Electrochemical Reduction of Aza-heteroaromatic Compounds. Part II. Effect of Cationic Charge on the Formation of Aza-phenanthrenyl Radicals

p-Phenanthroline di-methiodide (l_a) and its related compounds, such as p-phenanthroline mono-methiodide (ll_a), 5, 6-benzoquinoline methiodide (lll_a), and 3, 4-benzoquinoline methiodide (lV_a), were electrolyzed at the potentials corresponding to the first d.c, polarographic reduction waves and the reduction products were characterized by polarography, cyclic voltammetry, ultraviolet and visible spectroscopy, and NMR spectroscopy. Only the one-electron electrochemical reduction product of Ia was a stable radical because of the electrostatic (cationic) repulsion between charged molecules, and was highly sensitive to oxidants. The same cation radical was also obtained by reduction with sodium dithionite. The same one-electron reduction products of ll_a, lll_a and lV_a were immediately coupled to produce dimers. The two-electron electrochemical reduction product of l_a was not so sensitive to oxidants as the one-electron reduction product of l_a.
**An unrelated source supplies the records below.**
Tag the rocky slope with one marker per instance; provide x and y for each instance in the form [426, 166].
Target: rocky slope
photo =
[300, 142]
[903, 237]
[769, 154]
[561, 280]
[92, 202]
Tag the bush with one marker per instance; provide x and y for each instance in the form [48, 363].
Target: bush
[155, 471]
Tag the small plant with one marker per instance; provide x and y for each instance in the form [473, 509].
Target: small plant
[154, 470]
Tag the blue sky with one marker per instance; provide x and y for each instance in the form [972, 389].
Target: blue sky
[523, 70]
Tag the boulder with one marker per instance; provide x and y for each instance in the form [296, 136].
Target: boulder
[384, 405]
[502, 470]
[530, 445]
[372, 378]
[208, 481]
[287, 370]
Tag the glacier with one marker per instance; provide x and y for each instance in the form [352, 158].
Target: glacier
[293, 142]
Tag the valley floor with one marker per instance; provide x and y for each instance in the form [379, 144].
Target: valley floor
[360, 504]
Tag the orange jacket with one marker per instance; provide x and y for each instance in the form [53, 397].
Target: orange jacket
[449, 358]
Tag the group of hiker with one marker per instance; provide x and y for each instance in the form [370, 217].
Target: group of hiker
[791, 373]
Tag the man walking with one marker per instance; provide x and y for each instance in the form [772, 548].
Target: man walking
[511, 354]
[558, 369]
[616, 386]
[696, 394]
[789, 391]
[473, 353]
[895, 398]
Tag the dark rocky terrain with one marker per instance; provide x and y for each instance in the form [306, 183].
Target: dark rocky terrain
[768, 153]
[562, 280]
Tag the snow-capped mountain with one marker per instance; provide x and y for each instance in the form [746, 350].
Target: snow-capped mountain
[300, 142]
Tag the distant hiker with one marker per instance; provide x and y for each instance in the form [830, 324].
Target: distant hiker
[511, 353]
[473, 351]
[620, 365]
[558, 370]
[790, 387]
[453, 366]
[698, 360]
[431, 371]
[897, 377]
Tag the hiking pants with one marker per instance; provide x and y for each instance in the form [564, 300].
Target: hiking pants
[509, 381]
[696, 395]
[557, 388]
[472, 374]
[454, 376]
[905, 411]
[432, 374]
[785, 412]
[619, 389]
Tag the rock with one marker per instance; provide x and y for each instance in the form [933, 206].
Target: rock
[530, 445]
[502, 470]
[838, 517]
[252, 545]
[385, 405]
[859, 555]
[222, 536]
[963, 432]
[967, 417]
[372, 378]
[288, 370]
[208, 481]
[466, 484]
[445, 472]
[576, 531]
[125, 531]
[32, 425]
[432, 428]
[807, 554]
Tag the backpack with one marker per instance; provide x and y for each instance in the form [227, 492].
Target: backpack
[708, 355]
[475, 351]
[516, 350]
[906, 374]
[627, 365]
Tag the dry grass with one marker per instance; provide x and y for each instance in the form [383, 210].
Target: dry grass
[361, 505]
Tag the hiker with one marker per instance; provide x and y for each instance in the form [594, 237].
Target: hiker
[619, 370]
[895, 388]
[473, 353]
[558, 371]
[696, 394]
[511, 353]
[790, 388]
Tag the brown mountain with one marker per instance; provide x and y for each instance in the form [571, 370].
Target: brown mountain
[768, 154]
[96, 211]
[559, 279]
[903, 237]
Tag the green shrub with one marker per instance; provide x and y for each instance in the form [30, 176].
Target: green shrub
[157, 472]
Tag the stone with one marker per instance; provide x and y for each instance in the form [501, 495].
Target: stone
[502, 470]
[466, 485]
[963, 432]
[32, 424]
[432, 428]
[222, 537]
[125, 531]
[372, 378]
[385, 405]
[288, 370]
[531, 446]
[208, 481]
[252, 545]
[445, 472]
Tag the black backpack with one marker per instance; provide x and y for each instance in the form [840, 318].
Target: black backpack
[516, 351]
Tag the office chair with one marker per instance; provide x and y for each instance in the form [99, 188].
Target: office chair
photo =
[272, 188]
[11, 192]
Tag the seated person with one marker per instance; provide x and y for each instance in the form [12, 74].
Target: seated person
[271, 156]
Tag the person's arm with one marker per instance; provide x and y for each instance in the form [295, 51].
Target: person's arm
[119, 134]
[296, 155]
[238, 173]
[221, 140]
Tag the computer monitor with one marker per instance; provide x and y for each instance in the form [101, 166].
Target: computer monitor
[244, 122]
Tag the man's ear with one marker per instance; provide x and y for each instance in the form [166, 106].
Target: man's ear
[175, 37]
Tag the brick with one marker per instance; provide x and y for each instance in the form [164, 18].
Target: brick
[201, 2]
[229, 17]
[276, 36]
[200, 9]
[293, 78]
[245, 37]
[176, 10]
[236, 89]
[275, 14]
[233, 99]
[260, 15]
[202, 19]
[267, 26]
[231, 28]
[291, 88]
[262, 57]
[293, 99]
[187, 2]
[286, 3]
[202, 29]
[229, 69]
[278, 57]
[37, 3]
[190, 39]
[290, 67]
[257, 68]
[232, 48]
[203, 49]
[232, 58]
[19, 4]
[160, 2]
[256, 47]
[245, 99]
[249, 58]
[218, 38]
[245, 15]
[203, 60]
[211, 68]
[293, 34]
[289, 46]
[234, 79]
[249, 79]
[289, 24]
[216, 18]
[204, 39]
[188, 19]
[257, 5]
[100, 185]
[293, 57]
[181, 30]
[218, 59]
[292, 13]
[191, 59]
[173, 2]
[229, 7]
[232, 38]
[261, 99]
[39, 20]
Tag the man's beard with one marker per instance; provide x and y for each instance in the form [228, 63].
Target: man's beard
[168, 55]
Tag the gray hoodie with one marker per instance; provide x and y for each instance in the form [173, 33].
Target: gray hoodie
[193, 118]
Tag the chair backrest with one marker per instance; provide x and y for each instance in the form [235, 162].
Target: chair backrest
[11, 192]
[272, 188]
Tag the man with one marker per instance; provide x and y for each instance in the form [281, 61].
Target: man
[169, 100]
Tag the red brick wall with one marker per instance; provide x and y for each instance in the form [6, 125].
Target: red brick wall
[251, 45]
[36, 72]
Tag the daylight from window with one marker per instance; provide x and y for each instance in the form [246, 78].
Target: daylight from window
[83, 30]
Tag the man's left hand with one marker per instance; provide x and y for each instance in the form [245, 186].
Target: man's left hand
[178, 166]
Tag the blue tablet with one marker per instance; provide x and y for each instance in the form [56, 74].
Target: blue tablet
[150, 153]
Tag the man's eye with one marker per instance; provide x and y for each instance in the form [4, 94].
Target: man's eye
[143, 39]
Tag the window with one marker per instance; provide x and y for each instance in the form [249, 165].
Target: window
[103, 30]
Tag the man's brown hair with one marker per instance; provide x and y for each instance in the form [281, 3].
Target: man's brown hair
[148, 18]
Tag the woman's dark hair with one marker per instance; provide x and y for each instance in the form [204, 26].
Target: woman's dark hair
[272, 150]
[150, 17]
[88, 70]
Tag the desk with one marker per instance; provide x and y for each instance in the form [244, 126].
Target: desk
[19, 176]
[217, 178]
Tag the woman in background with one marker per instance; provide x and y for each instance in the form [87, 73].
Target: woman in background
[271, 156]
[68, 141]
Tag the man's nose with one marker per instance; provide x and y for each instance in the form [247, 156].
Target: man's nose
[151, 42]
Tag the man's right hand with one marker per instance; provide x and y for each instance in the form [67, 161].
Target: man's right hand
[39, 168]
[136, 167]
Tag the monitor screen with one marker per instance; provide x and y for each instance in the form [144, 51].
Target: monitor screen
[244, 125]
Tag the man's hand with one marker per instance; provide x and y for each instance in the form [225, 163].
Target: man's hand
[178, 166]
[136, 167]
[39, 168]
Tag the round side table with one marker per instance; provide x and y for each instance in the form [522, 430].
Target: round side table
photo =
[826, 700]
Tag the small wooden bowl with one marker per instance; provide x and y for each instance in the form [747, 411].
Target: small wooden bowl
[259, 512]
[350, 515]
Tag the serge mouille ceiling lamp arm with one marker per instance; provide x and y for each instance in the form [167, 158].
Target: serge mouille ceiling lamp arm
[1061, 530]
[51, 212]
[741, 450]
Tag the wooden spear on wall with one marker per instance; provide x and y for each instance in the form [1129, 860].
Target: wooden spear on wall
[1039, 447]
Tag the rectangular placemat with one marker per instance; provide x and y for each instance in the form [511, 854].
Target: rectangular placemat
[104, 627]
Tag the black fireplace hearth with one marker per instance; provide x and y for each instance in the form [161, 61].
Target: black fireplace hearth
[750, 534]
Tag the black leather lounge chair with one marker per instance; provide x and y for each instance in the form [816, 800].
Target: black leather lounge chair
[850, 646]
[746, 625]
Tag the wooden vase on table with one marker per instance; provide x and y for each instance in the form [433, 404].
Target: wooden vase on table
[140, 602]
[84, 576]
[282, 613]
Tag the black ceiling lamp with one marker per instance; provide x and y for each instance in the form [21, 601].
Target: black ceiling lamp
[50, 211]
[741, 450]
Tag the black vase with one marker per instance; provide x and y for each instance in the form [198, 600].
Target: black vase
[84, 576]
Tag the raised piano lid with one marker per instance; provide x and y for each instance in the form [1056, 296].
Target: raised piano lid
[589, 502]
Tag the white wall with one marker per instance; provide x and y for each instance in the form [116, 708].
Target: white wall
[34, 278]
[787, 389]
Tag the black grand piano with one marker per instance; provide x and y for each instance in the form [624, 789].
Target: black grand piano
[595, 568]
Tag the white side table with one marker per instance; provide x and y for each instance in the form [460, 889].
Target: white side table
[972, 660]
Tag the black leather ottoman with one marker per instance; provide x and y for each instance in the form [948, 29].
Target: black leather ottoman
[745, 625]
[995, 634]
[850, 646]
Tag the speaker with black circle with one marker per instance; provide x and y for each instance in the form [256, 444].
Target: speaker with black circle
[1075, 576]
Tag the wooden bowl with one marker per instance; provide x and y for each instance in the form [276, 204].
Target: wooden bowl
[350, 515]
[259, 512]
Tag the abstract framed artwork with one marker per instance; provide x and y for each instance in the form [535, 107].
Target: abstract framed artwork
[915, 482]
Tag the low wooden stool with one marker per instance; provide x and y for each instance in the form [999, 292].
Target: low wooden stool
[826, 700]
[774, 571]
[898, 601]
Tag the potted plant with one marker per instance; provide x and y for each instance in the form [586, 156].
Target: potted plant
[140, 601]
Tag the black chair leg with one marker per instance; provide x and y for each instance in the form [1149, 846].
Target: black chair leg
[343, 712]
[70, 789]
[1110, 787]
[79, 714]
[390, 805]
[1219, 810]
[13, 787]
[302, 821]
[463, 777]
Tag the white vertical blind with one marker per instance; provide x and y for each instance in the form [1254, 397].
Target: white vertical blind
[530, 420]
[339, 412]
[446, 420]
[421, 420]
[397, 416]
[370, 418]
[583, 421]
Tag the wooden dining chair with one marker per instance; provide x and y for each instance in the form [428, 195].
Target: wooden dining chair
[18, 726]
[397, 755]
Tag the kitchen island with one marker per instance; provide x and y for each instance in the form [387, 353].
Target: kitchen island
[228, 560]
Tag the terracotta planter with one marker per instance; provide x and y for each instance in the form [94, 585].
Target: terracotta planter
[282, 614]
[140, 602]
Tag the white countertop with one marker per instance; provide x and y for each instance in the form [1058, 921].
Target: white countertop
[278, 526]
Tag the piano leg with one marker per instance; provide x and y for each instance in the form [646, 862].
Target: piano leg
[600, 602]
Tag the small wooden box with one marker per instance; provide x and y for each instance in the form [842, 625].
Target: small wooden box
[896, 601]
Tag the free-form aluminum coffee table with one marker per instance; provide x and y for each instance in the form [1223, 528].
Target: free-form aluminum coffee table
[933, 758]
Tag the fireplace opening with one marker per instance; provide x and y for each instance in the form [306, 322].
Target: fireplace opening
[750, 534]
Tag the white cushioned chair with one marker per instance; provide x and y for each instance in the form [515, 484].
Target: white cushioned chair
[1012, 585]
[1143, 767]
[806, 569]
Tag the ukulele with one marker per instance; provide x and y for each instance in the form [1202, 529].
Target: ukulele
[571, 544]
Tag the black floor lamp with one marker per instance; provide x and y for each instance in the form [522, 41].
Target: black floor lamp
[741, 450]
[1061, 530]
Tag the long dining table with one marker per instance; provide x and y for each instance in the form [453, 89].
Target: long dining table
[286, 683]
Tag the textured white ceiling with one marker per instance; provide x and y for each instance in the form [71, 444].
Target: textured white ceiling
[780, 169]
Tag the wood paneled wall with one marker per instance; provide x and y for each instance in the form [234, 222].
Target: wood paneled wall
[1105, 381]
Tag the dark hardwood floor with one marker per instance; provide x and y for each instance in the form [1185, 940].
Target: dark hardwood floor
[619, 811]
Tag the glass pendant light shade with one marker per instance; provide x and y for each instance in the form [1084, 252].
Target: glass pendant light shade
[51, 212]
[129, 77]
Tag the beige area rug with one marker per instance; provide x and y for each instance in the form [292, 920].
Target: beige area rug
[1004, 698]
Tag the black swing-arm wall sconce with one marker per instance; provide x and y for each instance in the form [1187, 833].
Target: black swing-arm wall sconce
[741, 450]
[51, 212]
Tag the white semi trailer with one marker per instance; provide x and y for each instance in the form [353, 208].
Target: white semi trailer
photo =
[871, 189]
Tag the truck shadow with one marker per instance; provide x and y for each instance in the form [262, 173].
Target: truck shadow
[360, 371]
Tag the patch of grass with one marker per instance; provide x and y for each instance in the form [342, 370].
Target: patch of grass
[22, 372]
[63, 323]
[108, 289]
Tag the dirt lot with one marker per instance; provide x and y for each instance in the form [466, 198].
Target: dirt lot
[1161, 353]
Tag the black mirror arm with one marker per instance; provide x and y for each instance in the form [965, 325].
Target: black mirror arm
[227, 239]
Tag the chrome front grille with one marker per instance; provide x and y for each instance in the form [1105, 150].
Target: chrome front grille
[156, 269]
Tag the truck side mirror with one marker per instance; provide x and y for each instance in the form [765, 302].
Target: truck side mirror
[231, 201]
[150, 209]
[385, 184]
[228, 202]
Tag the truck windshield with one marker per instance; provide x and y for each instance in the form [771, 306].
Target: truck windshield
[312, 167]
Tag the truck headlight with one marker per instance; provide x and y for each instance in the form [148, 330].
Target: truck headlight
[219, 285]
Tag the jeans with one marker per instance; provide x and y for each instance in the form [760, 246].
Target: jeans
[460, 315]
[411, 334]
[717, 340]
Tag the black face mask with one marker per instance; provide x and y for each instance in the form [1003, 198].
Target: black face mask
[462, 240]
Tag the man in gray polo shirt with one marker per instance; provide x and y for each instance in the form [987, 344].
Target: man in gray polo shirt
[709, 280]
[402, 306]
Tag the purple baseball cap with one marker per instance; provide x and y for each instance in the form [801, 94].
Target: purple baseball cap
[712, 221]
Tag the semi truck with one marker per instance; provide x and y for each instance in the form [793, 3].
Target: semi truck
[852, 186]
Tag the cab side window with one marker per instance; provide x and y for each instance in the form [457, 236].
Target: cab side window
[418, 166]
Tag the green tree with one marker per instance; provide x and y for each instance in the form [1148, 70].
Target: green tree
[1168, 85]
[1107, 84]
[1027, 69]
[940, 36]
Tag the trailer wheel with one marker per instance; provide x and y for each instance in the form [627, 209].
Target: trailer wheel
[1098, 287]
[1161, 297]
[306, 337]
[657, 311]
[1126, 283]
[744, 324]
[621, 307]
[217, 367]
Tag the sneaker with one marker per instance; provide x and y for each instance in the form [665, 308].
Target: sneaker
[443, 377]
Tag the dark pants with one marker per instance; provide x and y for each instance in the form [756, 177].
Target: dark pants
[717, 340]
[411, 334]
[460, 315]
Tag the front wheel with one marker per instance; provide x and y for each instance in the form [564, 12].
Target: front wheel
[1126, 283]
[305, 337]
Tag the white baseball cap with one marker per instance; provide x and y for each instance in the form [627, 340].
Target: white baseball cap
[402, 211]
Electrochemical Reduction of Aza -heteroaromatic Compounds. Part lll. Effect of Anionic Charge on the Reduction Products of Some Carboxylic Acid Derivatives of 1-Methyl-quinolinium Salts

Introduction of anionic charge to quinolinium ring, such as quinaldinic- and cinchonic- acid methyl betaine, has no effect on the stabilization of the radicals, because of the decreasing effect of its electron affinity. However, introduction of the anionic charge has an elevating effect on the reducing power of its dimer. The oxidation potential of the dimer was observed at the more negative potential than that of the coresponding dihydro compounds. Proximity of first and second wave in a polarogram of a quinolinium salt, such as cinchonic methyl betaine, suggests some possibility of disproportionation reaction. Rather negative reduction potential of quinolinium ion and a low dimerizing rate of produced radical may be necessary for the disproportionation of the radical. A carboxyl group attached to the sp³ carbon atom on a dihydroquinoline derived from quinaldinic acid methyl betaine has a great possibility of decarboxylation.